In November 2018, Oak Ridge teacher Colleen Sanders reported receiving violent threats from a student, including "shooting up the school". Sanders detailed how she experienced PTSD from the ordeal. The El Dorado Union High School district worked with local law enforcement to investigate the threat. An expulsion hearing was held for the student.

In February 2022, Oak Ridge students staged a mass walkout over the El Dorado Union High School district’s mask mandate. The El Dorado Union High School district later changed its mask enforcement policies, making masks not mandatory but recommended.

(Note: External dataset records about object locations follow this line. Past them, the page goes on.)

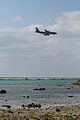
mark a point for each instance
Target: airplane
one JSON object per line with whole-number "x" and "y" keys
{"x": 45, "y": 32}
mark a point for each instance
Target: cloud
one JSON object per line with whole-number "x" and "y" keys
{"x": 17, "y": 18}
{"x": 42, "y": 55}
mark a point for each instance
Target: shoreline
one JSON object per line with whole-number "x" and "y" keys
{"x": 50, "y": 113}
{"x": 39, "y": 78}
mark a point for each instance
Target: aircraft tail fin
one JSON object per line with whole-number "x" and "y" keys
{"x": 37, "y": 30}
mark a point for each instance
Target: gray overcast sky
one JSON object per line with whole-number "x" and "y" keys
{"x": 26, "y": 53}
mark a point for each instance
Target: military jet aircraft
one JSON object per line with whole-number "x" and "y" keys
{"x": 45, "y": 32}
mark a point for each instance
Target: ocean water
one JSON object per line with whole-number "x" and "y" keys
{"x": 57, "y": 92}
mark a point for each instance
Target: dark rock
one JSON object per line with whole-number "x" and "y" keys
{"x": 7, "y": 106}
{"x": 70, "y": 96}
{"x": 23, "y": 105}
{"x": 57, "y": 110}
{"x": 24, "y": 96}
{"x": 34, "y": 105}
{"x": 3, "y": 91}
{"x": 39, "y": 89}
{"x": 27, "y": 96}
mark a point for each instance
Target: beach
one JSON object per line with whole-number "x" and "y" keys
{"x": 39, "y": 99}
{"x": 50, "y": 113}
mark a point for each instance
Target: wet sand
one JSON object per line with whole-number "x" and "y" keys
{"x": 50, "y": 113}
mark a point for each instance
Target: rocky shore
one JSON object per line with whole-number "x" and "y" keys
{"x": 50, "y": 113}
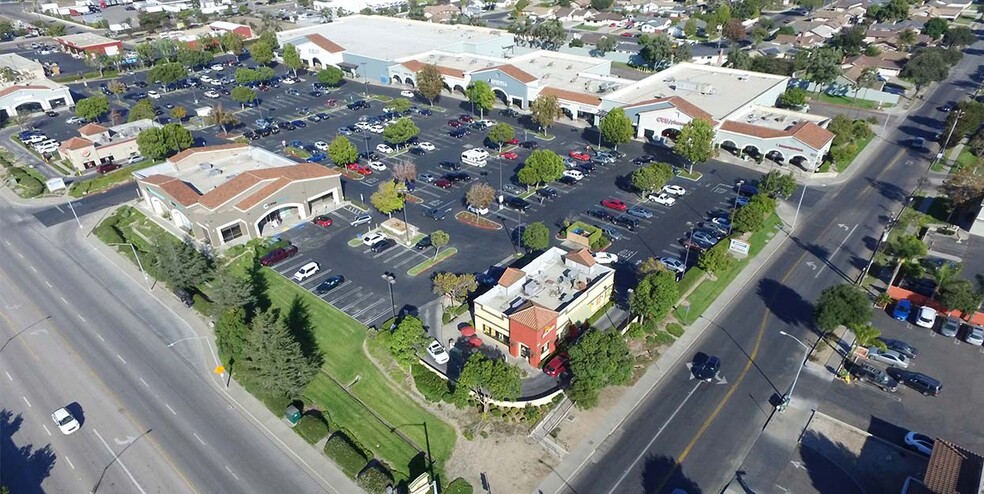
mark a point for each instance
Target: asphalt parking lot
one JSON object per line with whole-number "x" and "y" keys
{"x": 890, "y": 415}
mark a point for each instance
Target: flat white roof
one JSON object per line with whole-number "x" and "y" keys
{"x": 389, "y": 38}
{"x": 716, "y": 90}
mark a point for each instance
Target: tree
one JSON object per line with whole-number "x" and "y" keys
{"x": 401, "y": 131}
{"x": 387, "y": 198}
{"x": 275, "y": 360}
{"x": 936, "y": 27}
{"x": 407, "y": 338}
{"x": 536, "y": 237}
{"x": 292, "y": 59}
{"x": 330, "y": 75}
{"x": 141, "y": 110}
{"x": 262, "y": 52}
{"x": 501, "y": 133}
{"x": 342, "y": 151}
{"x": 179, "y": 264}
{"x": 454, "y": 286}
{"x": 243, "y": 95}
{"x": 439, "y": 239}
{"x": 480, "y": 94}
{"x": 794, "y": 97}
{"x": 842, "y": 305}
{"x": 599, "y": 359}
{"x": 652, "y": 177}
{"x": 959, "y": 36}
{"x": 430, "y": 82}
{"x": 480, "y": 195}
{"x": 616, "y": 128}
{"x": 777, "y": 184}
{"x": 544, "y": 111}
{"x": 489, "y": 379}
{"x": 542, "y": 166}
{"x": 230, "y": 291}
{"x": 655, "y": 295}
{"x": 92, "y": 108}
{"x": 695, "y": 142}
{"x": 716, "y": 259}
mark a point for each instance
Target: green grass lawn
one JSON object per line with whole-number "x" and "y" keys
{"x": 705, "y": 294}
{"x": 340, "y": 338}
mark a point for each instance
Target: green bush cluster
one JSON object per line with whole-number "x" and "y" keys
{"x": 312, "y": 428}
{"x": 343, "y": 451}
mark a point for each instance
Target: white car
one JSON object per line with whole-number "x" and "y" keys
{"x": 605, "y": 257}
{"x": 438, "y": 353}
{"x": 673, "y": 264}
{"x": 371, "y": 238}
{"x": 674, "y": 190}
{"x": 65, "y": 420}
{"x": 662, "y": 199}
{"x": 575, "y": 174}
{"x": 926, "y": 317}
{"x": 308, "y": 270}
{"x": 890, "y": 357}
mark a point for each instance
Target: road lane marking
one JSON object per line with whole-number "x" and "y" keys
{"x": 117, "y": 459}
{"x": 645, "y": 450}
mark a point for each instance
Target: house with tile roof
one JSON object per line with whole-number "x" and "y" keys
{"x": 97, "y": 145}
{"x": 529, "y": 309}
{"x": 228, "y": 194}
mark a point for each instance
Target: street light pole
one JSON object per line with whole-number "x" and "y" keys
{"x": 789, "y": 396}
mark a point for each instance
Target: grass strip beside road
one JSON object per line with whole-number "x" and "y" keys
{"x": 429, "y": 263}
{"x": 705, "y": 293}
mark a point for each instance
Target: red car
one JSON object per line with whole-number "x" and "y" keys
{"x": 278, "y": 254}
{"x": 322, "y": 220}
{"x": 557, "y": 365}
{"x": 360, "y": 169}
{"x": 614, "y": 204}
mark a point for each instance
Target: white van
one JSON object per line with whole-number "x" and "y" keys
{"x": 475, "y": 157}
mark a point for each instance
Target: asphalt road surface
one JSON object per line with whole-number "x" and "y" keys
{"x": 693, "y": 436}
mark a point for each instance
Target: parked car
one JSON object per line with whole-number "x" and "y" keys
{"x": 438, "y": 353}
{"x": 306, "y": 271}
{"x": 278, "y": 254}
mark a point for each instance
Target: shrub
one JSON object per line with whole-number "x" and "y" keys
{"x": 312, "y": 428}
{"x": 349, "y": 457}
{"x": 429, "y": 384}
{"x": 375, "y": 479}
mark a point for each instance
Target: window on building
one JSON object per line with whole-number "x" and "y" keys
{"x": 231, "y": 233}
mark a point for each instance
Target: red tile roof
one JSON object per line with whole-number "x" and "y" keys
{"x": 325, "y": 43}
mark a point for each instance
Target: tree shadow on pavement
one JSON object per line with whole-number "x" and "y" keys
{"x": 23, "y": 468}
{"x": 663, "y": 474}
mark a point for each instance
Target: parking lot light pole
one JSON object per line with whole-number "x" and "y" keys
{"x": 789, "y": 396}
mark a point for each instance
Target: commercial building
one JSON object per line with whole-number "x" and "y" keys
{"x": 97, "y": 145}
{"x": 90, "y": 44}
{"x": 529, "y": 309}
{"x": 29, "y": 90}
{"x": 228, "y": 194}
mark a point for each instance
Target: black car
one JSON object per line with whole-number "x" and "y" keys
{"x": 382, "y": 245}
{"x": 517, "y": 203}
{"x": 600, "y": 214}
{"x": 329, "y": 284}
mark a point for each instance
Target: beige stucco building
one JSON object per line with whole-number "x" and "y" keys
{"x": 228, "y": 194}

On March 5, 2022, during a girls varsity soccer game where Oak Ridge was playing Buchanan High School (Clovis, California) at home, an Oak Ridge student made racial taunts which were audible monkey and barking sounds that could be heard across the stadium. This occurred during a shootout after the game went into overtime. Barking sounds were first made after a Buchanan player of Hispanic race took their shot. Later, an African American Buchanan player took a shot and monkey noises followed right after. Oak Ridge's principal, Aaron Palm, later issued an apology to Buchanan administrators, including the Buchanan athletic director, and stated that a full investigation was made to determine the student who made the noises.

In 2023 the Oak Ridge High School football team was allegedly involved in a hazing ritual at a team retreat. The school and local law enforcement are investigating the reports. By August 9 one student had reportedly been expelled.

On January 26, 2026, former band teacher Paul Varoff was arrested for 10 charges related to child sexual abuse. Paul had taught music for more than 30 years.